Alison Espach, Bollati Boringhieri 

VOTO 6/7 

(Originale THE WEDDING PEOPLE: perché cambiare con un titolo che sembra quello di un manuale di auto-aiuto?)


 Con un brutto divorzio alle spalle, un saggio che da anni non approda da nessuna parte e un amato animale domestico morto, l'accademica vittorianista Phoebe decide di togliersi la vita. Ma vuole farlo in un luogo bellissimo; e allora prenota una stanza in un lussuoso hotel di Newport (Rhode Island).

Tuttavia, al suo arrivo lo trova invaso dagli invitati a un mega-matrimonio da un milione di dollari, che si svolgerà nell'arco di sei giorni.

Phoebe tenta il suicidio ma --  forse per il mezzo scelto (gli antidolorifici del gatto!) -- sopravvive e man mano viene coinvolta negli eventi della festa, facendo conoscenza con gli ospiti e capendo che sono tutti meno stupidi e superficiali di quanto appaiano.

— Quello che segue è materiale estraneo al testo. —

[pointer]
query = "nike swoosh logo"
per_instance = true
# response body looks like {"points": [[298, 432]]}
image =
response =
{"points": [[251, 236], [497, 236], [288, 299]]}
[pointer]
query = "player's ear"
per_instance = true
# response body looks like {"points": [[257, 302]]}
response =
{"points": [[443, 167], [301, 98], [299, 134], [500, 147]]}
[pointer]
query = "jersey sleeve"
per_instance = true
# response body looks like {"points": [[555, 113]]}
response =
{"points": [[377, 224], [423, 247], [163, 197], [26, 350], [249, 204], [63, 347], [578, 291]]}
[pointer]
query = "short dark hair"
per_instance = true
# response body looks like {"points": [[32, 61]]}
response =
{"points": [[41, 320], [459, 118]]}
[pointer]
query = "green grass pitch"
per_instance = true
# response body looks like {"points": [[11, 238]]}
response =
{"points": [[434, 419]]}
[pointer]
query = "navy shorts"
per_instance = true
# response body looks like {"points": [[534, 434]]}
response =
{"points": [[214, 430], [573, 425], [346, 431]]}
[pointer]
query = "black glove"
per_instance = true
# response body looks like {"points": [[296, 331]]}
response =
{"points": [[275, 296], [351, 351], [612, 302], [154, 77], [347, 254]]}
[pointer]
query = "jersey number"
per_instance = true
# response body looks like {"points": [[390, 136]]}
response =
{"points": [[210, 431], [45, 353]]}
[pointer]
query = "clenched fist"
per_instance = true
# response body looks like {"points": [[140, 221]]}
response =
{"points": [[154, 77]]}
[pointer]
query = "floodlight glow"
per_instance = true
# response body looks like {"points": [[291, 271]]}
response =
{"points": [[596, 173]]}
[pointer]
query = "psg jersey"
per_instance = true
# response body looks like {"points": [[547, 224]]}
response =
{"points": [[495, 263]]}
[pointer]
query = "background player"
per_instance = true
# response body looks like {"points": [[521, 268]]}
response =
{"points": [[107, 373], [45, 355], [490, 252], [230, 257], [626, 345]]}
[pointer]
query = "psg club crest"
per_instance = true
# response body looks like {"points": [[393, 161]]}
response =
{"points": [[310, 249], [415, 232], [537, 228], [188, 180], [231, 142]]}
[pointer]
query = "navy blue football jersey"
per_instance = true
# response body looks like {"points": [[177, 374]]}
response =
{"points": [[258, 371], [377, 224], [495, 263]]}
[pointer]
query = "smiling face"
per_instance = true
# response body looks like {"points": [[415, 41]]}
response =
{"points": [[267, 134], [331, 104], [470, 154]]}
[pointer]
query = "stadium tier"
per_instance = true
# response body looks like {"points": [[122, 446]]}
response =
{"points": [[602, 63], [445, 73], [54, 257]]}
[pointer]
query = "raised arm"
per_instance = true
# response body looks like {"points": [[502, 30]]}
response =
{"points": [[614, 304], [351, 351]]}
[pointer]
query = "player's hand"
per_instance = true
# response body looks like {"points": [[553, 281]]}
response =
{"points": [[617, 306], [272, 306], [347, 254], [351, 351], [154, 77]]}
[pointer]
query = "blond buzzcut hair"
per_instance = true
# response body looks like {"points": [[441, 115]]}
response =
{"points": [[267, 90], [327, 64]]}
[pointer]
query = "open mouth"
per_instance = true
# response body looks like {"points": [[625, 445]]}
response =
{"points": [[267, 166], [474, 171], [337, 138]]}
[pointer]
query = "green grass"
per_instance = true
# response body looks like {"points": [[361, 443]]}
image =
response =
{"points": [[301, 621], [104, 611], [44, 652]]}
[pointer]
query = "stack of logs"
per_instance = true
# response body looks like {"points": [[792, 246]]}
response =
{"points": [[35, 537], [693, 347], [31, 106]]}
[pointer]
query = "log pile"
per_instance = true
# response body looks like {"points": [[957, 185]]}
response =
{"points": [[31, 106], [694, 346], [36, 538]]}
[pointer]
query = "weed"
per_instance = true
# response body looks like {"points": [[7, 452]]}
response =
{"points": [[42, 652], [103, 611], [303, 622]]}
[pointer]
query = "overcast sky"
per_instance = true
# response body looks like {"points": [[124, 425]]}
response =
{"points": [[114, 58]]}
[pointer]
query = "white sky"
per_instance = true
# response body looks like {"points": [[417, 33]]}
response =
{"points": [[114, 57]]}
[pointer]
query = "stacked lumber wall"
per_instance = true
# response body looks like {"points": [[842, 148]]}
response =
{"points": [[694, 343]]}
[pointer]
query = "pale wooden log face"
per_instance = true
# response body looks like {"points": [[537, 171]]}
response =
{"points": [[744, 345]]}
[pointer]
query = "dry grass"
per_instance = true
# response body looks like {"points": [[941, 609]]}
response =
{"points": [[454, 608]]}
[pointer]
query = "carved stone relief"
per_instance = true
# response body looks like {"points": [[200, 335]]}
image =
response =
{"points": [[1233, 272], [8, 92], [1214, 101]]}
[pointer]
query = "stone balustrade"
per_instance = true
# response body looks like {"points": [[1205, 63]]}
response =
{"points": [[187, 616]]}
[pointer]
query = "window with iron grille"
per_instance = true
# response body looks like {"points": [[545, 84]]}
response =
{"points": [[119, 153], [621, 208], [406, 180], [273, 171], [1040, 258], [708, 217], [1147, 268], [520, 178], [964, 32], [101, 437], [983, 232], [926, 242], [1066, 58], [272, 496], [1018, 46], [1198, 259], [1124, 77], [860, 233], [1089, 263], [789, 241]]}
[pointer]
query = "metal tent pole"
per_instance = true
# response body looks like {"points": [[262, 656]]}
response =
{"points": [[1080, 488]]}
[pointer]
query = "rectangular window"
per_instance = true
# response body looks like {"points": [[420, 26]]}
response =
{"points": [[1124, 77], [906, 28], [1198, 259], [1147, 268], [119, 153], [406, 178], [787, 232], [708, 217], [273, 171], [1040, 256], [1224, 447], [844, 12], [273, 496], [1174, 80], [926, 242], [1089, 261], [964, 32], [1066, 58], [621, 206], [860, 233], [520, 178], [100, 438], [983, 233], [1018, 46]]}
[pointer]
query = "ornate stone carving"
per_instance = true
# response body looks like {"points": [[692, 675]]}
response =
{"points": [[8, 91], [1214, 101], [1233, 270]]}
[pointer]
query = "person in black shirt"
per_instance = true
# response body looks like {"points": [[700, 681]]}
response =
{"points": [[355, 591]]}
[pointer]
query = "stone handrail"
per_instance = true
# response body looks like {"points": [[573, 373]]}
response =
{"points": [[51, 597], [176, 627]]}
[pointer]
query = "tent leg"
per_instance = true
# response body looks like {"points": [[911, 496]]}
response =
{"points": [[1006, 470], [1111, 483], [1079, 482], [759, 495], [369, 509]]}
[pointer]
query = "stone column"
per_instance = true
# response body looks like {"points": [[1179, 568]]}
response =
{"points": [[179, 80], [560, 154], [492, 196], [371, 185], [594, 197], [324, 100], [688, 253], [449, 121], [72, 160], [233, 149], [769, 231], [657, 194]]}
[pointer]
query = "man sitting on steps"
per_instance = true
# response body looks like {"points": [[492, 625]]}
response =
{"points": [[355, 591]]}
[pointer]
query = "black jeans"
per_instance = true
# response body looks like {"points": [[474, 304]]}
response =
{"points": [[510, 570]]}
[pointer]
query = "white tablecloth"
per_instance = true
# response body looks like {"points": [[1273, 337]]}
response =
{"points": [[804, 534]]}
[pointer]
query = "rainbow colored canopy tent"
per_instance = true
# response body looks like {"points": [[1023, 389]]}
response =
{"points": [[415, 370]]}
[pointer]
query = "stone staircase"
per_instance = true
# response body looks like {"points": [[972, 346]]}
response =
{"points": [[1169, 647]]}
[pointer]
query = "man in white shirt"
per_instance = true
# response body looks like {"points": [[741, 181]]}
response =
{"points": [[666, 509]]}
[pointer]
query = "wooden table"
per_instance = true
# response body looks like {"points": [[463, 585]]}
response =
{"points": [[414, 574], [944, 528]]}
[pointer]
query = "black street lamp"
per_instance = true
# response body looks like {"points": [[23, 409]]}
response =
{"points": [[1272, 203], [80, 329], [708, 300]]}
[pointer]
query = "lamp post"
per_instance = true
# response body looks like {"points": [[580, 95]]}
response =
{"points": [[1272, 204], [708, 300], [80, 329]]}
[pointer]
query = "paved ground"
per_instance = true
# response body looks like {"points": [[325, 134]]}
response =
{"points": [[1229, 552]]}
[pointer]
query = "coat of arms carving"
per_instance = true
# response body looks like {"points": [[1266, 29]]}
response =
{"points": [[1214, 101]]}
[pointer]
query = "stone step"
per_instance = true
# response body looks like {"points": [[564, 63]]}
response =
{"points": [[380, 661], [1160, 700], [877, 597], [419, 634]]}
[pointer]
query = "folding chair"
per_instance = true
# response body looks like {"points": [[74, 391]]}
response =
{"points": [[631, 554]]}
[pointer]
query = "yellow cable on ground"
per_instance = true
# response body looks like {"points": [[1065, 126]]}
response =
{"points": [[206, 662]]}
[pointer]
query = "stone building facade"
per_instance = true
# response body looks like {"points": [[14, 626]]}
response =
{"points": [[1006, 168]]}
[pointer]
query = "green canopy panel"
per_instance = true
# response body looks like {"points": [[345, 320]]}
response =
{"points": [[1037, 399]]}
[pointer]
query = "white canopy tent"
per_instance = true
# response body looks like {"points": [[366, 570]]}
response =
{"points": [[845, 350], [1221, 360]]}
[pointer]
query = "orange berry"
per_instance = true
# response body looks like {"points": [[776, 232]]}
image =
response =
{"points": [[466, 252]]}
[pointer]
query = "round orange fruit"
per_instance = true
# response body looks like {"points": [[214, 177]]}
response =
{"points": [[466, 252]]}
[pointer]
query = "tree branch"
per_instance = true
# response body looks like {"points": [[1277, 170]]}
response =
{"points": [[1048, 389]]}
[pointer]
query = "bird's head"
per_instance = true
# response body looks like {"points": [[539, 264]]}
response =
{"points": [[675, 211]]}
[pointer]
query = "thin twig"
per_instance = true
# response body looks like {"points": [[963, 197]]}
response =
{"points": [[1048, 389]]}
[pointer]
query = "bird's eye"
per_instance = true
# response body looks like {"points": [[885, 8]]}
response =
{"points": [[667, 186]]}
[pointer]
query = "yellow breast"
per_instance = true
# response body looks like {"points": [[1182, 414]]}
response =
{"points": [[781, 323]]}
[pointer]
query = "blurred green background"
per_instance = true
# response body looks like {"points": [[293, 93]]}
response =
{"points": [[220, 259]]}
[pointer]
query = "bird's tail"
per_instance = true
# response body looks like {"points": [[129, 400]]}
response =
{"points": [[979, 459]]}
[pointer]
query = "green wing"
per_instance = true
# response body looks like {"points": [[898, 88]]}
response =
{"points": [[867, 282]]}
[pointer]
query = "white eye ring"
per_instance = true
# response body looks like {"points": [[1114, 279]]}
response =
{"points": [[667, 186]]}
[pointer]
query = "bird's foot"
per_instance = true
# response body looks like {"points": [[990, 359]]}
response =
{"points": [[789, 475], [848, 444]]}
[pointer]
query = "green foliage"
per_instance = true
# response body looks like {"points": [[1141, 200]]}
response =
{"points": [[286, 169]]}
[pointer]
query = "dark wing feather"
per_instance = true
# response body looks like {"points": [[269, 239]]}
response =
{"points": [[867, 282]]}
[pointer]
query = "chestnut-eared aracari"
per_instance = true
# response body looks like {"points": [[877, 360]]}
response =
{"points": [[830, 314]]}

Attraverso i racconti e le confidenze, la protagonista rivive il proprio passato e la propria relazione, molto simile a quella tra Ted Hughes e Sylvia Plath.

Il libro mi è piaciuto perché è un gradevole intrattenimento -- con momenti  divertenti ma anche troppi cliché --  ma soprattutto per le molte citazioni letterarie (in modo particolare e ripetuto Virginia Woolf e Edith Wharton; e difatti ci sono varie similitudine  tra Phoebe e Clarissa Dalloway) e i rimandi alla cultura angloamericana dell'Ottocento e dei primi del Novecento.